Norway has achieved an unusual combination: great national wealth from oil while not operating entirely like Venezuela. In fact, the central bank of Norway, Norges Bank, recently reported that it has saved a whopping one trillion dollars in a wealth fund meant to pay future pensions.
That makes it one of the largest investment funds in the world, and for a tiny nation of 5.2 million, it means that each citizen owns a share of $190,000 – in theory. Whether they could cash out is another matter entirely. One thing, however, is beyond doubt: Norway is by far the most successful welfare state in the history of the planet. Bernie Sanders must be proud.
But wait, don’t socialize the economy just yet. You need to know a few more things.
The Illusion of Wealth
Yes, it is true that Norway is the richest welfare state ever, but to assess the actual condition of the economy, it is necessary to include public debt and future liabilities in the equation. Just these two factors often make the difference between real wealth and the illusion of it. For example, California is not wealthy and self-sustainable, as they like to claim, but bankrupt beyond repair.
Things are not as bad in Norway. The Scandinavian country has no public debt, but the future pension liabilities are ginormous. In fact, they are greater than the entire oil wealth fund. Worse, they are snowballing due to demographic decline.
What this means is that even with the biggest pile of cash per capita in the developed world, Norway’s welfare state is still operating at a massive loss, which will cost future taxpayers blood, sweat, and tears. In short, Norway enjoys the illusion of wealth right now, but they don’t have enough money to pay everyone when the bill comes due.
The Completely Avoidable Problem
So how did this arctic nation get trapped in this conundrum? It all started in 1967 when Norway decided to socialize pensions. Before that, people had to save for their retirement, and they had to rely on their kids to take care of them in old age. This all changed, however, with socialized pensions. The new benefit created a massive incentive for exploitative people to opt out of having children. Why have kids when you can have someone else pay for your retirement and care?

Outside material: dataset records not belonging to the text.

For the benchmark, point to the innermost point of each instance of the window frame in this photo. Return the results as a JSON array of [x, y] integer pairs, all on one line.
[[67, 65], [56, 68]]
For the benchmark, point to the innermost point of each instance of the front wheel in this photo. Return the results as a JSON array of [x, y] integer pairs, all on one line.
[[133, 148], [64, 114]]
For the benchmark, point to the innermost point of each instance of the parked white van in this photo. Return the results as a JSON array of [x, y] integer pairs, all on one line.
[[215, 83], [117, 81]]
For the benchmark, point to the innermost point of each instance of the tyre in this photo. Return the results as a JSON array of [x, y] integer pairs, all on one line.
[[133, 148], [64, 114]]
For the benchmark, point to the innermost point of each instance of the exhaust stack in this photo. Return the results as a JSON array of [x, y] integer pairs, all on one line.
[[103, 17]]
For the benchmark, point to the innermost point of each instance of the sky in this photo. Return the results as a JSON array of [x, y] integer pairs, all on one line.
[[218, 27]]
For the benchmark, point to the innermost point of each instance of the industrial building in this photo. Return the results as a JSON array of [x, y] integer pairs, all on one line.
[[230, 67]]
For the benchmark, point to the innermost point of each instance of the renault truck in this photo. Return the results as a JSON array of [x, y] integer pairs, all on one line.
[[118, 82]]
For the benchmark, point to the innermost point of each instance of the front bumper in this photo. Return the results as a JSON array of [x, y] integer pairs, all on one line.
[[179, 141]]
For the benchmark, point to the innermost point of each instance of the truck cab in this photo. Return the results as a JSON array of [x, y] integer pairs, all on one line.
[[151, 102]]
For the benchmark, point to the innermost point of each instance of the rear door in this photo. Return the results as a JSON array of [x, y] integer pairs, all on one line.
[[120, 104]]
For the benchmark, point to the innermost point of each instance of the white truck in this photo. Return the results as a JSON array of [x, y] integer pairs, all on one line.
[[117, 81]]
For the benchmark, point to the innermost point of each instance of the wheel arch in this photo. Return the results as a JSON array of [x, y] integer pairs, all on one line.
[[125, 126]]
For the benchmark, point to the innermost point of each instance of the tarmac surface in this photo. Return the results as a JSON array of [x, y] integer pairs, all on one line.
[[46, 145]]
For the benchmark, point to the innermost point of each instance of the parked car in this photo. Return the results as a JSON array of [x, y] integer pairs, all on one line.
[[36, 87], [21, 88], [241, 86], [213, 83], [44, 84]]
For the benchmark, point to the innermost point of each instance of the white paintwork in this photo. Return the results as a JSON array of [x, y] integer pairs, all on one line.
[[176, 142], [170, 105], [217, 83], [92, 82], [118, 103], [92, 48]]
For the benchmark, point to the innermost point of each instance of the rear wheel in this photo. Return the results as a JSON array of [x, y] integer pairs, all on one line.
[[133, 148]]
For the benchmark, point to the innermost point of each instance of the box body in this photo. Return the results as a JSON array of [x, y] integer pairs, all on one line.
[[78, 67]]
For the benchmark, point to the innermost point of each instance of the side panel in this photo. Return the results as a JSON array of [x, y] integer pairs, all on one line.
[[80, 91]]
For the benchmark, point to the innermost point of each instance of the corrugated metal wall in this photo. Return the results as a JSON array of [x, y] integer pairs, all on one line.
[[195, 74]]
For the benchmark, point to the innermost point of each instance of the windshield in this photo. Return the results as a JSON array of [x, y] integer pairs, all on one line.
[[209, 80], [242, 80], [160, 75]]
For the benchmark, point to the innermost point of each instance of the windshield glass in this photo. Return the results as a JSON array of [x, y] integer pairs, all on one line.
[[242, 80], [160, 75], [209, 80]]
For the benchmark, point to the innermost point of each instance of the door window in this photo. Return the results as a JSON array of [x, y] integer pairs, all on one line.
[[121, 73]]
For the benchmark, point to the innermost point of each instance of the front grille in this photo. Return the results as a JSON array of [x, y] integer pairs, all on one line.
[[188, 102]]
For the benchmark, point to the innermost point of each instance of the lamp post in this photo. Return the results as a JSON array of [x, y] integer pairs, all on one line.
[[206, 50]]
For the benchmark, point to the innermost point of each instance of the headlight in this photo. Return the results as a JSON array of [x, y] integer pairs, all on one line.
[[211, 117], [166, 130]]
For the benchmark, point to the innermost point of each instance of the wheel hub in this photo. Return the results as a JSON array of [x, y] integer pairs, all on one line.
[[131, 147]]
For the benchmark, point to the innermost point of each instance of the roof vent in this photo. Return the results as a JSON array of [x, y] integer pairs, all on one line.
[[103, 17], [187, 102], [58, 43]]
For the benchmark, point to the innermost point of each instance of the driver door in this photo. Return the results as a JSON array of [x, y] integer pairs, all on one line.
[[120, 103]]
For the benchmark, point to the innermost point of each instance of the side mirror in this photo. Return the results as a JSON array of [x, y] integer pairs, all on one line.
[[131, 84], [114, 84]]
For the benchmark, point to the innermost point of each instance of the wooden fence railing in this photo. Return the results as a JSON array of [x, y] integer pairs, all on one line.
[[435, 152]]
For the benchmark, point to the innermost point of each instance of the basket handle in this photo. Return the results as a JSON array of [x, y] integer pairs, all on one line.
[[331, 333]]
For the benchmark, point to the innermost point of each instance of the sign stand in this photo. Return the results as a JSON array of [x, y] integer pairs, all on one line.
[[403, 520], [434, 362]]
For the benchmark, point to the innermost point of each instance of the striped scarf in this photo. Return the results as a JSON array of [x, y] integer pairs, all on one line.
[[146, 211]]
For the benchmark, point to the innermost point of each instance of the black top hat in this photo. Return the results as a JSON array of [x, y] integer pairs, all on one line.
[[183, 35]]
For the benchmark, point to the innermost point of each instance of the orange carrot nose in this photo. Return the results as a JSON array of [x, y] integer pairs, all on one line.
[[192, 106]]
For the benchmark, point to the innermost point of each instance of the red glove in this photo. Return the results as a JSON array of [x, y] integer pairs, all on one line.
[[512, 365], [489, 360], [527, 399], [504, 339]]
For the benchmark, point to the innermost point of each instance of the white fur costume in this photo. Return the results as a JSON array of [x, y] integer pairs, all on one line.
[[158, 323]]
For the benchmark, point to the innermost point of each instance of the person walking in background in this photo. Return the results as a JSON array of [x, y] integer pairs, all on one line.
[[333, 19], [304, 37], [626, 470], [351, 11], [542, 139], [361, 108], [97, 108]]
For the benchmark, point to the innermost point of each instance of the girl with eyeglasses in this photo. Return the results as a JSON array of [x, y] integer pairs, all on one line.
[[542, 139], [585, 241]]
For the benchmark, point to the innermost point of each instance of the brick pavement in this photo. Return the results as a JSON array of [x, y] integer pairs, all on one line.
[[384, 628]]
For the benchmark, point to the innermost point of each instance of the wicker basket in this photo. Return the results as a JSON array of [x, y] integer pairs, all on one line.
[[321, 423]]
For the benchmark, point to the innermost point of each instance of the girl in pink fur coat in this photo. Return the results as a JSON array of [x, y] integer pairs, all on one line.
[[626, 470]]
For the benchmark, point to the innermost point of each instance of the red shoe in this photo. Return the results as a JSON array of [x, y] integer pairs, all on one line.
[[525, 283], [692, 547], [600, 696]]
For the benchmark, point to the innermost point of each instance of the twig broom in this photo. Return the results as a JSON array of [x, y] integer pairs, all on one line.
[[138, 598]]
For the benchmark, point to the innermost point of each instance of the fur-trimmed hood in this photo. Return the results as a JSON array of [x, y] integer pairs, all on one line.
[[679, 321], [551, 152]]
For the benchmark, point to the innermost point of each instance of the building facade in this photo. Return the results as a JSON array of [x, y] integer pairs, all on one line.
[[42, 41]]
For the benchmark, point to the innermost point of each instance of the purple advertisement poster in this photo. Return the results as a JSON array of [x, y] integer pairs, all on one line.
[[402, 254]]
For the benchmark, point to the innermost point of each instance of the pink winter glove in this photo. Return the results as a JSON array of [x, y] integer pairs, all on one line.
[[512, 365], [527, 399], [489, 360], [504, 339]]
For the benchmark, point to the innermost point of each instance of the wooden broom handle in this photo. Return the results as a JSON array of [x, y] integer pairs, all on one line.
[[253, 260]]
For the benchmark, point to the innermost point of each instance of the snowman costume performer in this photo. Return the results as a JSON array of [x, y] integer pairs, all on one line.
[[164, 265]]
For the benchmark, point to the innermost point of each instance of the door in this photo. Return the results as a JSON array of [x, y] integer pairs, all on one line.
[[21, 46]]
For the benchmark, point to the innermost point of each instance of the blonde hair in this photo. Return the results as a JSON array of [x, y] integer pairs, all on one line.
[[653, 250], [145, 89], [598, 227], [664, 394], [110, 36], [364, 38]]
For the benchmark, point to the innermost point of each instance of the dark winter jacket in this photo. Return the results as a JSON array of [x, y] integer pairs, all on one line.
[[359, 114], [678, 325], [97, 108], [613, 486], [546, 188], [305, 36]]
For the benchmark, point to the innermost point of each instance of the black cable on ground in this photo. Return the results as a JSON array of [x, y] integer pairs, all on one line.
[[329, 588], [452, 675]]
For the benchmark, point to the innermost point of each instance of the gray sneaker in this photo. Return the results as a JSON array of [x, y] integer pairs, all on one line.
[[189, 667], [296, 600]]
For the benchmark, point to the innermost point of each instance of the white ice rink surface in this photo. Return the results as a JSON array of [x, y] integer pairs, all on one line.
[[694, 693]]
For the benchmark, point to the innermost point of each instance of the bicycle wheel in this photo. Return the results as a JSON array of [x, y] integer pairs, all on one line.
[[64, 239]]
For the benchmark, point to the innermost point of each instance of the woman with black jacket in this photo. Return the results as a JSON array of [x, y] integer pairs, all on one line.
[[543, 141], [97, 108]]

Lo and behold, the birth rate plummeted from 2.5 children per woman in 1970 to 1.7 only five years later. It remained far below replacement level for twenty years. The radical leftist hippie generation who preached solidarity in the 1960s went on a narcissistic party-to-party spending binge instead of investing in future generations – and taxpayers.
The demographic decline did not happen only in Norway. It happened across the west, but more so in welfare states than in countries with private retirement saving. When personal responsibility was taken away, many unfortunately embraced the opportunity to live “for the moment” with no thought to the future.
The youth deficit was and still is so pungent in Norway that even a huge pile of oil money is not enough to make up for it.
The Unfortunate Solution – Immigration
So how has the hippie generation decided to solve the problem they created? By importing people from the third world. The only issue is that they are actively saying no to talents who want to come to Norway to work, and instead only accept refugees. Many of these immigrants can barely read and write – even in their native languages. Various studies show that they don’t integrate well and are a net burden on the taxpayers. Just to make this solution perfectly unfortunate: 80% of them vote for even more socialist policies. So rather than solve the issue, their presence compounds it in two ways: more mouths to feed and more government benefits for each of them.
So what is the moral of this story? Welfare states are inherently unsustainable, and this is true even for the greatest success of them all: Norway. They create incentives for mooching and irresponsible behavior that percolates through generations. When people think they don’t have to work to be taken care of, the worst of human nature often comes out. And in the end, it is as former British prime minister Margaret Thatcher said: “Socialist governments traditionally do make a financial mess. They always run out of other people’s money.”